EL ESPECTADOR - El día en que replicaron 1.250 campanas con la llegada de Juan Pablo II

El día en que replicaron 1.250 campanas con la llegada de Juan Pablo II

Esta nota fue publicada el 1 de julio de 1986 por la visita del papa Juan Pablo II al país.

Se realizó en templos tan tradicionales como el del barrio Egipto, con sus tres campanas de bronce que datan de 1918. O en la iglesia de Nuestra Señora de Las Nieves, que batió sus 8 campanas fabricadas hace más de 400 años.

Archivo El Espectador Si Víctor Hugo hubiera vivido en 19686, quizás El jorobado de Nuestra Señora de París, no se habría escrito nunca. O se habría escrito pero en vez de esas dramáticas escenas en que Quasimodo toca al vuelo las campanas colgado de grandes lazos, la narración hablaría de un campanero resionado por botones y moviendo interruptores eléctricos.

Los campanarios, como los tiempos, cambian. Y de campanero, como muchos oficios antiguos, está desapareciendo, reemplazado por el de operador de una consola electrónica.

En la tarde del 1 de julio de 1986, a las 3:00 p.m., las 1.250 campanas de las iglesias de Bogotá replicaron sin cesar en señal de la bienvenida a Juan Pablo II.

Algunos de manera tradicional, otros con métodos electrónicos, pero todos los templos, por pequeños o recientes que sean, hicieron su aporte a este homenaje papal. Es el caso de la iglesia del Divino Verbo (una campana) o la del Corpus Christi (dos campanas), que son sus pequeños bronces transmitieron un mensaje de fervor y acogida al máximo representante de los católicos.

Campanarios electrónicos La era electrónica ha llegado también a las iglesias. Muchas contaban con modernos sistemas de interruptores que accionan las campanas dejando para la historia el antiguo método de tirar las gruesas cuerdas que hacen golpear el badajo contra el bronce y que producen el metálico y melancólico sonido.

El templo de La Capuchina, por ejemplo, tiene además del campanario tradicional, uno electrónico, que evita al sacristán o al campanero de turno el gran trabajo de dar vida a los cuatro enormes carillones.

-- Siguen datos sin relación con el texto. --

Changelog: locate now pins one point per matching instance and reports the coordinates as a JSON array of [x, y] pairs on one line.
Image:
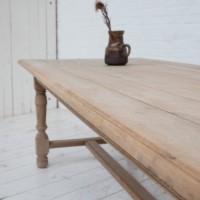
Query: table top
[[149, 108]]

Sin embargo, pese al actual adelanto, hay tradiciones que se mantienen. En muchas iglesias todavía se acostumbra dar nombres a las campanas, como en el Divino Salvador, bautizadas desde 1961 como Salvador del Mundo, Ave María Gratia Plena, San José Obrero y San Gabriel Arcángel.

Como los diapasones, las campanas deben estar afinadas en La, y aunque el material en que usualmente se fabrican es el bronce, algunas tienen partes en oro, metal que mejora notablemente resonancia.

De todas formas, al promediar la tarde de aquel 1 de julio de 1986 en Bogotá se escuchó el sonido melódico de los viejos carillones de bronce o la reproducción electrónica de su repicar grabado quién sabe dónde. Bien por un botón o bien por una cuerda, las 1.250 campanas de Bogotá resonaron a las 3:00 p.m. y todo porque Juan Pablo II, catorce minutos después, inició una visita anunciada por el sonido de todas las campanas al vuelo.